Dei rimatori del "Dolce stil nuovo" tre spiccano sugli altri..., uno è Dante Alighieri..., l'altro, il più grande amico della sua giovinezza e che morì prima di lui... Guido Cavalcanti...., il terzo, Cino da Pistoia, che sopravvisse invece alla morte del nostro più grande Poeta.Cino da Pistoia (soprannome di Guidoncìno de' Sighibùldi), nato a Pistoia nel 1270, fu un grande giurista, e ci ha lasciato un commento ai primi nove libri del Codice di Giustiniano, col nome di "Lectura in Codicem", aperta agli influssi della legislazione contemporanea.
Insegnò diritto a Siena, a Perugia, a Napoli, poi di nuovo a Perugia..., morì nella sua Pistoia verso il 1337.
Con Dante Alighieri ebbe corrispondenza di sonetti.
Scrisse una canzone in morte di Beatrice..., e una in morte del poeta.
È sua anche una canzone per la morte di Arrigo VII, in cui Dante e lui, e quanti deploravano le discordie e il disordine d'Italia, avevano riposto tante speranze.

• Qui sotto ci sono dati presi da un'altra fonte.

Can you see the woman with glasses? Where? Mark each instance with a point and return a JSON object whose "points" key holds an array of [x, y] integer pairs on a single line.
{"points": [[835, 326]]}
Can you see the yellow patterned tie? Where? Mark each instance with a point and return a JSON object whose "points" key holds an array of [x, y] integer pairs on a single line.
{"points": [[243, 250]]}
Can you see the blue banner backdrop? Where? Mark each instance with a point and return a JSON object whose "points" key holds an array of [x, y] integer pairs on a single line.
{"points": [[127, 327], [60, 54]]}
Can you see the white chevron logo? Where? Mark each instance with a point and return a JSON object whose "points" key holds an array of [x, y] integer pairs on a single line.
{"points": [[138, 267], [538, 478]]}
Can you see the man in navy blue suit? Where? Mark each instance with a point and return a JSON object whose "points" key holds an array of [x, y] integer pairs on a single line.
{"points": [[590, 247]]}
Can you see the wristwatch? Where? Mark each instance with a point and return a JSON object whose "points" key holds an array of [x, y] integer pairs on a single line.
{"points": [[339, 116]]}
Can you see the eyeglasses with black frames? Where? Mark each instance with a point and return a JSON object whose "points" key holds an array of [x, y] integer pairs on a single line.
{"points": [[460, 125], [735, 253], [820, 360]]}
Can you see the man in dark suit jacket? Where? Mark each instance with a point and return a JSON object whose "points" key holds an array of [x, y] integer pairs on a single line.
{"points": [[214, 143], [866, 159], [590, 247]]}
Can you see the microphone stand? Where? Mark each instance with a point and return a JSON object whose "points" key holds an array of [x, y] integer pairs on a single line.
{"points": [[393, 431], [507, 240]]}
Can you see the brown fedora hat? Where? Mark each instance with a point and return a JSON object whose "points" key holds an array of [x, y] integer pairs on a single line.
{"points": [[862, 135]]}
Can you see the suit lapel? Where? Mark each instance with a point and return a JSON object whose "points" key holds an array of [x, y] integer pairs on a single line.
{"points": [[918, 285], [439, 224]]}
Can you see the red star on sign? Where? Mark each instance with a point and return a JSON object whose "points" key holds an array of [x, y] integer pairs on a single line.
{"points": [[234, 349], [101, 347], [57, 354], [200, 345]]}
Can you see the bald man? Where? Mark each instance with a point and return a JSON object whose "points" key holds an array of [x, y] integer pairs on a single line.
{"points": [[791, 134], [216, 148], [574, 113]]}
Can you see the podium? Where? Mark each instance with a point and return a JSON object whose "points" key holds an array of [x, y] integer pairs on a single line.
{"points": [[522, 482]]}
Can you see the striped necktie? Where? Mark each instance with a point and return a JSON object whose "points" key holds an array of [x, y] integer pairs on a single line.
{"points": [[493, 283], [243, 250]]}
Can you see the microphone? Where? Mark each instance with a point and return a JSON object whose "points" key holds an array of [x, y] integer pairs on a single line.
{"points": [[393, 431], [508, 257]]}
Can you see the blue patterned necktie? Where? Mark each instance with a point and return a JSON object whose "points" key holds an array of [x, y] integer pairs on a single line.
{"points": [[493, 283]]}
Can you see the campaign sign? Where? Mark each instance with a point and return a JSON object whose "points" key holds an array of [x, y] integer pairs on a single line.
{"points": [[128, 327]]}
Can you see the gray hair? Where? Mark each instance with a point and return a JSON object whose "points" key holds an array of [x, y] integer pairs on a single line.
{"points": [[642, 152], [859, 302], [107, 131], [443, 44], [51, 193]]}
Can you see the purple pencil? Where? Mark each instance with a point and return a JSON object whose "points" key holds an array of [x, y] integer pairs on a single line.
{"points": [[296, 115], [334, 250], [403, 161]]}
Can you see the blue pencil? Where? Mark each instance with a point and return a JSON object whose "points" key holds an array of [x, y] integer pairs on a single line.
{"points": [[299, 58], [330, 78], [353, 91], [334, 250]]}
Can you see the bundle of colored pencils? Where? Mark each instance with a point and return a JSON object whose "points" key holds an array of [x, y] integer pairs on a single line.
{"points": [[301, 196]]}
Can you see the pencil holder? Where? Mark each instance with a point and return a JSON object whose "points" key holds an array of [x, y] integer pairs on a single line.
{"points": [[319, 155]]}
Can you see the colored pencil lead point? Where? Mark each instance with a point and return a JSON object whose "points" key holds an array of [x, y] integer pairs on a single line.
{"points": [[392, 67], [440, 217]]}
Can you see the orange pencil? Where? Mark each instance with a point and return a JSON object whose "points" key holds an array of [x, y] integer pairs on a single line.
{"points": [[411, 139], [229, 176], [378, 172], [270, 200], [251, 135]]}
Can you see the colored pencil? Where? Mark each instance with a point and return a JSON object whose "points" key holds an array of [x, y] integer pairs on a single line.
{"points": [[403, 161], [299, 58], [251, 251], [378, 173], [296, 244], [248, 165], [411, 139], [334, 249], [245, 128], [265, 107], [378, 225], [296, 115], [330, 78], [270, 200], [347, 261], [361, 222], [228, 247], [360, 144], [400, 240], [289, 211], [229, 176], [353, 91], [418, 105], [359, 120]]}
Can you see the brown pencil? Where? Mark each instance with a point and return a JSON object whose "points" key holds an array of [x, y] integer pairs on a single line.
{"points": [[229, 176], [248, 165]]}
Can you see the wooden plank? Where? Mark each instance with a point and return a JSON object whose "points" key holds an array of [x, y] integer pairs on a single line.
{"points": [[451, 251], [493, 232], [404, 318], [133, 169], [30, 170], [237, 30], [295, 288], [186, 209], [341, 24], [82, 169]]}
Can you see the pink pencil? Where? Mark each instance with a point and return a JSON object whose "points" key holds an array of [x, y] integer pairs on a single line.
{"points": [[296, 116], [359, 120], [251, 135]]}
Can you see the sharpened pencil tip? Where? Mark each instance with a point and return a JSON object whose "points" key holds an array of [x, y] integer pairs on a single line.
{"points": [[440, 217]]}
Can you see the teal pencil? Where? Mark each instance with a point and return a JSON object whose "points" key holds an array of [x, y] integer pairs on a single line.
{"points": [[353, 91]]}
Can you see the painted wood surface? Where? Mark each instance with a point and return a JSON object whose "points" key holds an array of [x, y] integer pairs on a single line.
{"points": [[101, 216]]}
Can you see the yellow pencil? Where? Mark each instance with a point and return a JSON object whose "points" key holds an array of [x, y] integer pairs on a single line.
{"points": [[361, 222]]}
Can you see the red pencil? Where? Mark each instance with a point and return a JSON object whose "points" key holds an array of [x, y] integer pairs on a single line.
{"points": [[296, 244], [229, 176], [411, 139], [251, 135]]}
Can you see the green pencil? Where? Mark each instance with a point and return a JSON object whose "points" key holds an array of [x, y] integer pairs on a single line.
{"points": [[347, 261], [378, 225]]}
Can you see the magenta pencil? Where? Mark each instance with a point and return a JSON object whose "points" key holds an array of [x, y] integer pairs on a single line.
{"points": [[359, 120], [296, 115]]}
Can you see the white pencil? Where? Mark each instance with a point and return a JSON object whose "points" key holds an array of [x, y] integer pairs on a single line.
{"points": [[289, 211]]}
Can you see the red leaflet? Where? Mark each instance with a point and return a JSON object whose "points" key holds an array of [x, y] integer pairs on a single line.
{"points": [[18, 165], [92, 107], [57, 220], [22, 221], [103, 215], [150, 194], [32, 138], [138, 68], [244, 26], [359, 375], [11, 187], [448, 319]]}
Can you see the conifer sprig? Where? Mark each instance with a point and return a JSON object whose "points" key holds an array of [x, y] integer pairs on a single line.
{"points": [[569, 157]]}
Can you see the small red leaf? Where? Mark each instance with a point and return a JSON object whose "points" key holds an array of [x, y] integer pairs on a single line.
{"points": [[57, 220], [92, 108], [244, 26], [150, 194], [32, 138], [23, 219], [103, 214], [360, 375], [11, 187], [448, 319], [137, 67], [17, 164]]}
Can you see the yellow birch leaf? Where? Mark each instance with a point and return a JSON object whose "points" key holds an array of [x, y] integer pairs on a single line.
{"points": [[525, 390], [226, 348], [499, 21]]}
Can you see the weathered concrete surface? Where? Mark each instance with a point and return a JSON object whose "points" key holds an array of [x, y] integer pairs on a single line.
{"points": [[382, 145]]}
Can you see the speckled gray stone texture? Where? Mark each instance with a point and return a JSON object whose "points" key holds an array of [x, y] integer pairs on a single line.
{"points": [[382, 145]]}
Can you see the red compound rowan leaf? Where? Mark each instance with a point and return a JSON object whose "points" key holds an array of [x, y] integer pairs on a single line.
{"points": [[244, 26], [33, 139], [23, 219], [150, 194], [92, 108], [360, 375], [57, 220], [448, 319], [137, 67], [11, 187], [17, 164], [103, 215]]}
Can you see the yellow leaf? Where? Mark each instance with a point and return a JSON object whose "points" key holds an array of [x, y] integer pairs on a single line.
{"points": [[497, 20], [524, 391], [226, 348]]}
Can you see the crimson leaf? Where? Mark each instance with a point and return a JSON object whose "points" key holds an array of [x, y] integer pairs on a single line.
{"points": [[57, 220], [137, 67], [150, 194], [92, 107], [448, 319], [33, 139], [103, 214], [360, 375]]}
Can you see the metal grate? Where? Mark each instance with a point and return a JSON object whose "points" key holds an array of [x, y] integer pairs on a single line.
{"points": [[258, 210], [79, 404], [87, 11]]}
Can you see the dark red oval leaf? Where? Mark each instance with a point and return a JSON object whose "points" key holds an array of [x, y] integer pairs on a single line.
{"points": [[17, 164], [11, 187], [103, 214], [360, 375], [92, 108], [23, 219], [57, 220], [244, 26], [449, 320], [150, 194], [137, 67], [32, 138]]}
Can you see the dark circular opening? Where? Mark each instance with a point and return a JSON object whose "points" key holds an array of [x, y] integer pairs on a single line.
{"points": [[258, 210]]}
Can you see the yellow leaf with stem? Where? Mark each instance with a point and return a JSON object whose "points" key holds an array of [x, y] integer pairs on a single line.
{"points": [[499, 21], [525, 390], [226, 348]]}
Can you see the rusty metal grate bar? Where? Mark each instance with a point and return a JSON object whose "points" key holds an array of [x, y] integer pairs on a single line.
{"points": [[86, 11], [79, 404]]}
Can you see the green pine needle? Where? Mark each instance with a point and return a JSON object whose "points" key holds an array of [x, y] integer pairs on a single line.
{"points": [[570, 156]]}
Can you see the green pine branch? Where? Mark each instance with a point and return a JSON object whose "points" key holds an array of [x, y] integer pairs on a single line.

Nella mossa è piena di nostalgia per la patria lontana un'altra canzone scritta da Napoli ("Deh, quando rivedrò il dolce paese"), una vera satira, come dice il poeta, dei costumi di quella città.
Ma Cino da Pistoia fu soprattutto poeta d'amore.
La donna da lui amata ha il nome di Selvaggia..., probabilmente rispondente alla sua indole di donna ritrosa ai desideri e alle preghiere del poeta, come si rileva da molte rime.
Le quali cantano di lei viva, e, con accenti talvolta strazianti, di lei morta.
La poesia di Cino è una analisi ricca e profonda della passione dell'amore non corrisposto..., non più beatitudine, come negli altri poeti del "Dolce stil nuovo", ma travaglio e tristezza..., e la disperazione trova espressioni nuove e fortissime.
Si è già nel mondo poetico del Petrarca, che Cino da Pistoia ammirò molto e da lui derivò più di una ispirazione.
Una curiosità raccolta da Wikipedia..., in onore di Cino da Pistoia è stato battezzato nel luglio 2005 l'asteroide 36446 col nome di Cinodapistoia.